– Я очень жалею о том, что сделал, Марин… Клянусь, – наверное, впервые я слышу в серьезном и глухом голосе Шатохина столько эмоций. Осознанных. Сильных. Сокрушительных. – Пока мы были вместе… Марин, от твоего дня рождения и до того гребаного бара у меня никого не было. Клянусь, – каждое его слово будто нож, который легко и невыразимо мучительно входит в мое сердце. – Я хочу тебя обратно, Марин. Все, что у нас было, хочу… И даже больше, Марин.
– Зачем ты говоришь это? – выпаливаю раньше, чем получается распахнуть глаза. Смотрю на него, и хочется не просто плакать, а буквально биться в истерике. – Зачем?! Если мне плевать… Плевать мне, Дань! Я тебя никогда не прощу! Не прощу, ясно?! Не проси больше!!! И замуж я выйду за Никиту! И счастливой без тебя буду! Буду, Дань!
– Ни хрена, Марин! – расшатывает, наконец, и Шатохина. Очевидно, что дрожит не только от холода. Как минимум злость в нем еще бурлит. А с ней и другие чувства, которые я так сильно стараюсь не замечать. – Забудь об этом долбоебе! Забудь, Марин… – последнее после крика звучит словно стон. – Маринка… – тяжелый сиплый выдох. – Я скорее сдохну, чем позволю тебе выйти за него замуж!
– А я скорее со скалы прыгну, чем позволю тебе еще хоть раз к себе прикоснуться!
Удар достигает цели. Даня задыхается и всем телом содрогается. Омерзение с моей стороны по-прежнему воспринимается им крайне болезненно.
– Прекрати, Марин… Маринка… – снова и снова разбивает этими особенными звуками мне грудь. – Ты говорила, что Чарушины однолюбы… Помнишь? – в ответ я лишь отчаянно мотаю головой. – А я помню, Марин!
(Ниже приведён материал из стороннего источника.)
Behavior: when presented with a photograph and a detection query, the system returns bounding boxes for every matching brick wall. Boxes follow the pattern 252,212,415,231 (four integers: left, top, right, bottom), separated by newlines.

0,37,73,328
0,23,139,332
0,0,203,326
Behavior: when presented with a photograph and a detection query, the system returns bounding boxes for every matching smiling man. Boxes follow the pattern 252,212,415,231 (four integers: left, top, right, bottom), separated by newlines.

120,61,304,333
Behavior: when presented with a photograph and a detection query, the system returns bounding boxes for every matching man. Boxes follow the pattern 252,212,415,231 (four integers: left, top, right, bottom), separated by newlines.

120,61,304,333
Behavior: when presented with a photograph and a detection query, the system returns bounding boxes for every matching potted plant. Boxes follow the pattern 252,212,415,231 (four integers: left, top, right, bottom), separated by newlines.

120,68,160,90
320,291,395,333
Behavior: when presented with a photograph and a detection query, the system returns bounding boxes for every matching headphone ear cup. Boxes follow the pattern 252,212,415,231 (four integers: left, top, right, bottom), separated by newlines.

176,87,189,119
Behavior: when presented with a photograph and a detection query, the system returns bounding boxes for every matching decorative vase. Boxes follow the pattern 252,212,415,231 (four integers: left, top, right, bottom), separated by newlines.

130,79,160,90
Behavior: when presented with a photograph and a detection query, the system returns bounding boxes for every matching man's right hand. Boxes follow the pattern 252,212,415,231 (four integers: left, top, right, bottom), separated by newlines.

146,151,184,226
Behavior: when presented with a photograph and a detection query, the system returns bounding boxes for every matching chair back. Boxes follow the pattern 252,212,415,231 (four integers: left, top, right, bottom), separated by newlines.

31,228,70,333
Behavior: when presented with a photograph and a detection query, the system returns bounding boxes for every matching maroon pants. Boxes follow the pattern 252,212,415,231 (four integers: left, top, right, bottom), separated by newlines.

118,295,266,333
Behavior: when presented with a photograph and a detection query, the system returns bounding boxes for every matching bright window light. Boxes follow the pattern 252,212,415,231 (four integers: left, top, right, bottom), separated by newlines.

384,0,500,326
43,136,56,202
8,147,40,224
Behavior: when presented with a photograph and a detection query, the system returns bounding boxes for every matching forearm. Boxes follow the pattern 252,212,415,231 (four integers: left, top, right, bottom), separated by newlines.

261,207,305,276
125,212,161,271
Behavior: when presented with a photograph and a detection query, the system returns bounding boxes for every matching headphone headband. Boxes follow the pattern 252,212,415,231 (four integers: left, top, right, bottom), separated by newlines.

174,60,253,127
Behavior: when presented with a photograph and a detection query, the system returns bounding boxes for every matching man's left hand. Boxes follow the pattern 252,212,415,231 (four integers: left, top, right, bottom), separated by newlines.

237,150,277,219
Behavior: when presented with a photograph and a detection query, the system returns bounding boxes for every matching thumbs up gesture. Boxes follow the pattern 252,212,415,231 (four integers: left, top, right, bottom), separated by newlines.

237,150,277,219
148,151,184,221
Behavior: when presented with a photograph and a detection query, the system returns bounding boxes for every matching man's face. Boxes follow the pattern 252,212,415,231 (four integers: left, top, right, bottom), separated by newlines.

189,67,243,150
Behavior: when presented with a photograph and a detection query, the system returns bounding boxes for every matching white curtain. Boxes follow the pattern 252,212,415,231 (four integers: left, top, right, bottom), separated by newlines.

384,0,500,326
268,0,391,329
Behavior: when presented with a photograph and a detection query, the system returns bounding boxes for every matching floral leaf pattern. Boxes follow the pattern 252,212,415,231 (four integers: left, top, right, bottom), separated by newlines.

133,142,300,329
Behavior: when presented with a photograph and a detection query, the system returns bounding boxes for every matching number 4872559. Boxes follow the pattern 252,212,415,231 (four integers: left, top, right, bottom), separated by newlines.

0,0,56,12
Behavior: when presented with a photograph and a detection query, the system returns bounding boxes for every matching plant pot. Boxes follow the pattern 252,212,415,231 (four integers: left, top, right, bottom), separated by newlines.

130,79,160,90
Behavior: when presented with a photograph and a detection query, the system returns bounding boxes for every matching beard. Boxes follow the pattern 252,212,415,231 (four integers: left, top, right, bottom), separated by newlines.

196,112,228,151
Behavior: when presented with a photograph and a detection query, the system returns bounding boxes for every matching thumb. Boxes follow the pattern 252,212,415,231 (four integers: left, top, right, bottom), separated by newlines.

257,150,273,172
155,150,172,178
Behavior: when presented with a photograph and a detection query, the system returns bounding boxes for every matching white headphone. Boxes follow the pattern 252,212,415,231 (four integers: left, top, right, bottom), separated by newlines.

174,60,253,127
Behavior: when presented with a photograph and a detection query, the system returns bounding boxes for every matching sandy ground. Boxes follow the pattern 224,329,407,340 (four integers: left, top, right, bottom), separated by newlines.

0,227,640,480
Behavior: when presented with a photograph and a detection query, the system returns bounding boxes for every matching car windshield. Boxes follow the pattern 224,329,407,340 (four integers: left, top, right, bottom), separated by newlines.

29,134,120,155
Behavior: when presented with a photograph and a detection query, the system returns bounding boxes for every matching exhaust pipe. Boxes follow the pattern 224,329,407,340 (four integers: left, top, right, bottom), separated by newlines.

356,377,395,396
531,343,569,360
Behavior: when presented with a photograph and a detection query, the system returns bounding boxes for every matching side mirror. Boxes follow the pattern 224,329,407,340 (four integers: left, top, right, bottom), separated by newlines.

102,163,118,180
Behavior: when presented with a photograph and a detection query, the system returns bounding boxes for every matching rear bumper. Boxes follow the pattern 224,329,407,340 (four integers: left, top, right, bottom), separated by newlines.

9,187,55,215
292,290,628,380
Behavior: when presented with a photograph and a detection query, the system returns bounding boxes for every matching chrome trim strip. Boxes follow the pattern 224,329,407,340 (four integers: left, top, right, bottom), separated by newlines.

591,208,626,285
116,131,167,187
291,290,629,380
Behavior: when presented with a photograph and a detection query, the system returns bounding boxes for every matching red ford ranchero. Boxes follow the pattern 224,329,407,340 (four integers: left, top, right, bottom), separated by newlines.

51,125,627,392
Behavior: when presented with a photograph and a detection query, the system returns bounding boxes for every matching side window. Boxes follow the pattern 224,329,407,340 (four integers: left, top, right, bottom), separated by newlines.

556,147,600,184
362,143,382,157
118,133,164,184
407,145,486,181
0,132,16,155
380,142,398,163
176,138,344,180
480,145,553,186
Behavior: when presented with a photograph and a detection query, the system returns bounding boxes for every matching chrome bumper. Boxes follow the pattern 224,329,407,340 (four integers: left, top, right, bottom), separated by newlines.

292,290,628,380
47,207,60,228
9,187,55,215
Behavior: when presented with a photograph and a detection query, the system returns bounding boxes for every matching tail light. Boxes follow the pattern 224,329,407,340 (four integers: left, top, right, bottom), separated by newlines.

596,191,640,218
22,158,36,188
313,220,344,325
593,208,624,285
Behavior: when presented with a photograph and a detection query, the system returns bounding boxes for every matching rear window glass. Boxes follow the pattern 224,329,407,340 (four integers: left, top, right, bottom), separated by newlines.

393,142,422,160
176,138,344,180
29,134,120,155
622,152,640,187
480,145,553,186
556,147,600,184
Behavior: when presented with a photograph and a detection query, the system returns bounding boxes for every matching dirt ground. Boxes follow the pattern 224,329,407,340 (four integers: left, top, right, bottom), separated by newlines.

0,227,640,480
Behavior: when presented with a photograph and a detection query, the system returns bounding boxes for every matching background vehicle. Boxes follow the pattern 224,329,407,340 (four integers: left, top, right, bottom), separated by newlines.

И сам это знаю, прикинь! А ты… Ты сейчас врешь, Марин! Весь вечер мне врешь!
– Пошел ты! – выталкиваю и давлюсь странными звуками, которые очень похожи на срывающиеся рыдания. – Ты просто самовлюбленный придурок! Никак не можешь принять, что я, блин, к тебе абсолютно безразлична!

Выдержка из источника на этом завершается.